27 Apr 2023

Funding Opportunity from TRISH: Health & Research management platform for any spaceship

The Future of Personalized (Astronaut) Health 


In the extreme environment beyond Earth’s protective atmosphere, space explorers face a set of challenges to their health and performance. There’s radiation exposure, bone and muscle loss, dealing with altered fields of gravity, and more to overcome for a safe mission and healthy crew. Being so far from Earth is its own challenge to caring for spaceflight participants, calling for innovative solutions to ensure the health and safety of space travelers. And because dealing with a health issue is so difficult in space, prevention is key. 

Prevention requires having minute-by-minute health information at your fingertips; paired with information about your past health history and the exposures that you experienced (like exposure to radiation and lunar dust), a dashboard can inform on your current health status and predict medical events.  

Even on Earth, transferring historical health data between organizations and healthcare providers can be challenging. It is rare for a person to walk into a clinic and instantly grant the provider access to their medical history. The same problem could happen beyond Earth's surface, as private space exploration increases and astronauts go from a government space station to a private lunar rover or habitat on the Moon 

With its robust experience in space health research with both governmental and commercial spaceflight providers, the Translational Research Institute for Space Health (TRISH) is looking for a way to address this issue for space too.

TRISH is an applied space health research catalyst that funds disruptive, high-impact scientific studies and technologies to equip astronauts for deep space exploration.
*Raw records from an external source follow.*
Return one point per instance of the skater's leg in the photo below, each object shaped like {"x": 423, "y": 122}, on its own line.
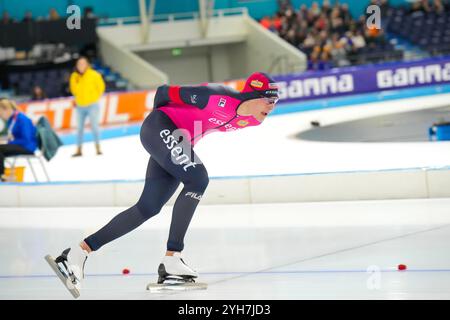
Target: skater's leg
{"x": 171, "y": 148}
{"x": 195, "y": 182}
{"x": 159, "y": 187}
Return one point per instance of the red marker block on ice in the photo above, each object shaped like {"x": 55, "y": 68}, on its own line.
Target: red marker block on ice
{"x": 402, "y": 267}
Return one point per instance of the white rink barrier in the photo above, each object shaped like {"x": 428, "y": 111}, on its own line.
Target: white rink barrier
{"x": 336, "y": 186}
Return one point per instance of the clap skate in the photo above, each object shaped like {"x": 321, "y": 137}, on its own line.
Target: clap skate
{"x": 175, "y": 274}
{"x": 69, "y": 269}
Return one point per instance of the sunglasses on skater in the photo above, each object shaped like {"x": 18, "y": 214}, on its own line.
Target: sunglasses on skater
{"x": 271, "y": 100}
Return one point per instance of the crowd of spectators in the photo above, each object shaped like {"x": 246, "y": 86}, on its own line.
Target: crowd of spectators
{"x": 329, "y": 35}
{"x": 52, "y": 16}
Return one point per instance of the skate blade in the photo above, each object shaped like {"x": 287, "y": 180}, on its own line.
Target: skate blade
{"x": 66, "y": 281}
{"x": 182, "y": 286}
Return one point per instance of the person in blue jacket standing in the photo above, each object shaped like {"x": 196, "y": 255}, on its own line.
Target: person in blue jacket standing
{"x": 22, "y": 137}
The Institute is supported by the NASA Human Research Program and led by Baylor College of Medicine, along with consortium partners Massachusetts Institute of Technology and California Institute of Technology. 

The group recently announced it is seeking proposals to develop a health and research data management platform for space explorers. TRISH sees it as a critical step towards developing a spaceflight habitat or vehicle-independent autonomous medical system. 
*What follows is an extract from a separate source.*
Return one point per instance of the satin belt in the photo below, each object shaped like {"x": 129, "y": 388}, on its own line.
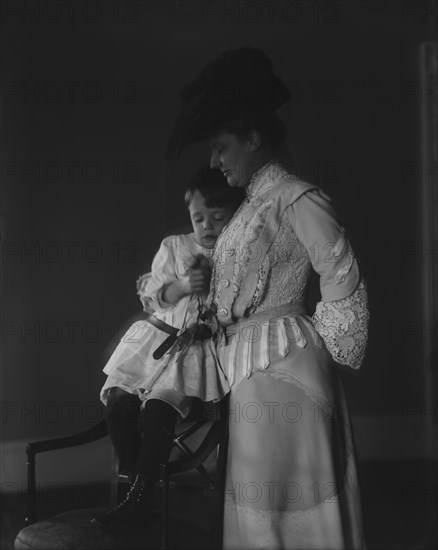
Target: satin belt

The winning product will be a robust, scalable, interoperable platform that can be used in different spaceflight vehicles (think: a space vehicle flown by NASA, Blue Origin or SpaceX, etc.) that will enable access to and use of a spaceflight participant's health data by medical crew in space, doctors on Earth, other researchers, and the individual themselves. The predominantly software-based, semi-autonomous platform will intelligently intake, manage, and move biomedical data gathered for research and clinical purposes. 
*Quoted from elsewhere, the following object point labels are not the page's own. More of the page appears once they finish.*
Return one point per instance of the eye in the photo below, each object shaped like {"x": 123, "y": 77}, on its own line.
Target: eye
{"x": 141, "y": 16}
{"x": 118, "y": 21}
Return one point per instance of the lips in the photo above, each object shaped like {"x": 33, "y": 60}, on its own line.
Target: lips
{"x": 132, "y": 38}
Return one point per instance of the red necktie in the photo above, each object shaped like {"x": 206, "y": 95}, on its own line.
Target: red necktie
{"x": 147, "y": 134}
“TRISH needs a health and research data management system that will follow and serve the astronaut patient at each stage of their journey,” said James Hury, TRISH’s deputy director and chief innovation officer. “On Earth, these systems are bound by billing processes. In space, we need an incredible amount of flexibility paired with immediate usability of all the health, research and spaceflight environmental data collected during each mission.”